Precison-scalable (PS) multipliers are gaining traction in Deep Neural Network accelerators, particularly for enabling mixed-precision (MP) quantization in Deep Learning at the edge. This paper focuses on the Sum-Together (ST) class of PS multipliers, which are subword-parallel multipliers that can execute a standard multiplication at full precision or a dot-product with parallel low-precision operands.
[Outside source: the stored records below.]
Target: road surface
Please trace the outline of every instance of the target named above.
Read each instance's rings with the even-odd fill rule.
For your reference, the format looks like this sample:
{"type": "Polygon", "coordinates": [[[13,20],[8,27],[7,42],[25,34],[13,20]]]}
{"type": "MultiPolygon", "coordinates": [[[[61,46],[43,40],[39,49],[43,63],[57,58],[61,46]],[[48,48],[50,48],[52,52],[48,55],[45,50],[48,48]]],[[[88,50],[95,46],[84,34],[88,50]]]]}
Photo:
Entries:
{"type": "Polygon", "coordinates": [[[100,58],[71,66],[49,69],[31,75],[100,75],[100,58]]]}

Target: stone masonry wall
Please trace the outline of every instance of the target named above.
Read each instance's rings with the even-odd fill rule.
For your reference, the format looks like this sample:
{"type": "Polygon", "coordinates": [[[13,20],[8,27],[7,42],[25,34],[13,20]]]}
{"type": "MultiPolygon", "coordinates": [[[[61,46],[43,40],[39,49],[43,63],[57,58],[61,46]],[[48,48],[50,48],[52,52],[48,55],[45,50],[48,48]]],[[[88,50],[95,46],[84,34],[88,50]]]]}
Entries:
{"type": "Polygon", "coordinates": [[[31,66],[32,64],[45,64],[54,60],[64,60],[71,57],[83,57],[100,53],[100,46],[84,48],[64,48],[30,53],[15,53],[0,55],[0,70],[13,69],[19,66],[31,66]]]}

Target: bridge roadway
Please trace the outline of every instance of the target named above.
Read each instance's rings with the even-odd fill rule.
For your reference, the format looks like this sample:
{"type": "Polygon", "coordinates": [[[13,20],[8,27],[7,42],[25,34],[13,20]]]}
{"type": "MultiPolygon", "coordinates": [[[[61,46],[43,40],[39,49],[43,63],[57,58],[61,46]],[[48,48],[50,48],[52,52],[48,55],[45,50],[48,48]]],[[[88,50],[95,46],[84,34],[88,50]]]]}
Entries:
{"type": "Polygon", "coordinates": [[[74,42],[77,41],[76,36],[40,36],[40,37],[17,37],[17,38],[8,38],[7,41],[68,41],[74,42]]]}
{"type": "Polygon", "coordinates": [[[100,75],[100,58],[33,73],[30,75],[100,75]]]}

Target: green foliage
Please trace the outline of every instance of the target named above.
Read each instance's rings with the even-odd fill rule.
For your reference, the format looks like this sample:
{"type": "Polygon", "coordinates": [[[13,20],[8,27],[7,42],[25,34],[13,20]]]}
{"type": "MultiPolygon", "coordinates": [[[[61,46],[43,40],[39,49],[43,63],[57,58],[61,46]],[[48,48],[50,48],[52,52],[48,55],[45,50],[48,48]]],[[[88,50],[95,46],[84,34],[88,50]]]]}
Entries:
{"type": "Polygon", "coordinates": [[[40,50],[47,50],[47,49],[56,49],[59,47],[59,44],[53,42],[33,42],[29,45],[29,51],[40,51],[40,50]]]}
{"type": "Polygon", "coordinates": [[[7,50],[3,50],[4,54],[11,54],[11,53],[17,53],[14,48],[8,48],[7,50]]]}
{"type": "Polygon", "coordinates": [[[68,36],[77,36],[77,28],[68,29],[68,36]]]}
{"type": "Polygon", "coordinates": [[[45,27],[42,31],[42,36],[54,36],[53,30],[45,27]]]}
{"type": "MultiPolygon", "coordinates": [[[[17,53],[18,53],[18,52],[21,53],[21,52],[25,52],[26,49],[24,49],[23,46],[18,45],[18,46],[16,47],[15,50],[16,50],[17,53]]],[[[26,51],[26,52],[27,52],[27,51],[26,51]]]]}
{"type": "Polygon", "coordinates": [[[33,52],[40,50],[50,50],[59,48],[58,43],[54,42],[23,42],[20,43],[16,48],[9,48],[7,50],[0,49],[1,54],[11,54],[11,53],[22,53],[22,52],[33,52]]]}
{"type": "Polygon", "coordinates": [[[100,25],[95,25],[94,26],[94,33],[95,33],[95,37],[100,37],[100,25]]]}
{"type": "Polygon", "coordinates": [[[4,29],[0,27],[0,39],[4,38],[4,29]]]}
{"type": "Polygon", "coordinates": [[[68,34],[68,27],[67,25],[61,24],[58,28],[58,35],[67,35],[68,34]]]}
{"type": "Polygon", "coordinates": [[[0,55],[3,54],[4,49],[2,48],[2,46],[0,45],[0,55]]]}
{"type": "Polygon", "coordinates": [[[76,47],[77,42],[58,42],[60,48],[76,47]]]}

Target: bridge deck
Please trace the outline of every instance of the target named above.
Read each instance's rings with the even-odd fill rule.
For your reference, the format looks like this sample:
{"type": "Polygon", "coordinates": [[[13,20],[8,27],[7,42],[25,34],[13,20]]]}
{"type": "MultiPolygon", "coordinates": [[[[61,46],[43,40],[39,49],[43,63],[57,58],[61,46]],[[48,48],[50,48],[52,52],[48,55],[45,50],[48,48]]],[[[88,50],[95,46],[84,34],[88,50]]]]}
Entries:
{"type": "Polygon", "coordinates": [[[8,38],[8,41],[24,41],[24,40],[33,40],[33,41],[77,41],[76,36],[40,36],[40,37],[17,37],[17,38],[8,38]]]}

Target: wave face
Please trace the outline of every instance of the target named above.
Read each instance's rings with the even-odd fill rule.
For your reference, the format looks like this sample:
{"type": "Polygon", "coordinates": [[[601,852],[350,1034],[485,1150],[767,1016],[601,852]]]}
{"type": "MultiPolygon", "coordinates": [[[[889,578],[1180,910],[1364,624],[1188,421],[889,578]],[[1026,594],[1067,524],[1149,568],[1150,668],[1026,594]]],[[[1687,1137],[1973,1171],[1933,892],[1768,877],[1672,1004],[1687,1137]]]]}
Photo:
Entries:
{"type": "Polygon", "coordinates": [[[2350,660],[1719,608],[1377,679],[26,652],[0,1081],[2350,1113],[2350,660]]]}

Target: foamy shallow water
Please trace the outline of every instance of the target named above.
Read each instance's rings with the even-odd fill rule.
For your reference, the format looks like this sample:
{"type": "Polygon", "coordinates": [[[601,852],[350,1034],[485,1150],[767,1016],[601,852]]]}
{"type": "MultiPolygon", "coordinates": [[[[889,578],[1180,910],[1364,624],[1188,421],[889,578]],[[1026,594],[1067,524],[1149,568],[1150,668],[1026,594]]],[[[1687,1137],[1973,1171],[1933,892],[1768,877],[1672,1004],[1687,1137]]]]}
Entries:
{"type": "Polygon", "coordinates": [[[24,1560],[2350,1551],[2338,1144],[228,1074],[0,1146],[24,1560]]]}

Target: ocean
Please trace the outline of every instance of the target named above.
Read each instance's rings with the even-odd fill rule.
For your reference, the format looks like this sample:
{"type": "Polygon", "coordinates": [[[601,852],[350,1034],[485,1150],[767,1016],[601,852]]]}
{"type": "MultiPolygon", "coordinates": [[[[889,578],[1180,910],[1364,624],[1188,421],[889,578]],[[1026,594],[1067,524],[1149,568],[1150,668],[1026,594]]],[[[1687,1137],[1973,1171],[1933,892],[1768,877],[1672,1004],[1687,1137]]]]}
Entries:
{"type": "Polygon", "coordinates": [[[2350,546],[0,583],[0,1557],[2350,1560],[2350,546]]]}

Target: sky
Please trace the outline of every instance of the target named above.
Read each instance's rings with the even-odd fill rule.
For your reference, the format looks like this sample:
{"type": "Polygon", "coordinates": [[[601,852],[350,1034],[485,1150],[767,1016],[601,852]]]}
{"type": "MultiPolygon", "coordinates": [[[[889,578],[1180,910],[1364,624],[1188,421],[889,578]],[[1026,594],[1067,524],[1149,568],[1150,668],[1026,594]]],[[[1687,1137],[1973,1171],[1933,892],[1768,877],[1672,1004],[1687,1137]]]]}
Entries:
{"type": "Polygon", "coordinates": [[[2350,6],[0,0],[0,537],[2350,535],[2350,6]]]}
Our contributions in this area encompass multiple aspects: we enrich our previous comparison of SoA ST multipliers by including our recent radix-4 Booth ST multiplier and two novel designs; we extend the explanation of the architecture and the design flow of our previously proposed ST-based PS hardware accelerators designed for 2D-Convolution, Depth-wise Convolution, and Fully-Connected layers that we developed using High-Level Synthesis (HLS); we implement the uniform integer quantization equations in hardware; we conduct a broad HLS-driven design space exploration of our ST-based accelerators, varying numerous hardware parameters; finally, we showcase the advantages of ST-based accelerators when integrated into System-on-Chips (SoCs) in three different scenarios (low-area, low-power, and low-latency), running inference on MP-quantized MLPerf Tiny models as case study. Across the three scenarios, the results show an average latency speedup of 1.46x, 1.33x, and 1.29x, a reduced energy consumption in most of the cases, and a marginal area overhead of 0.9%, 2.5% and 8.0%, compared to SoCs with accelerators based on fixed-precision 16-bit multipliers. To sum up, our work provides a comprehensive understanding of ST-based accelerators’ performance in an SoC context, paving the way for future enhancements and the solution of identified inefficiencies.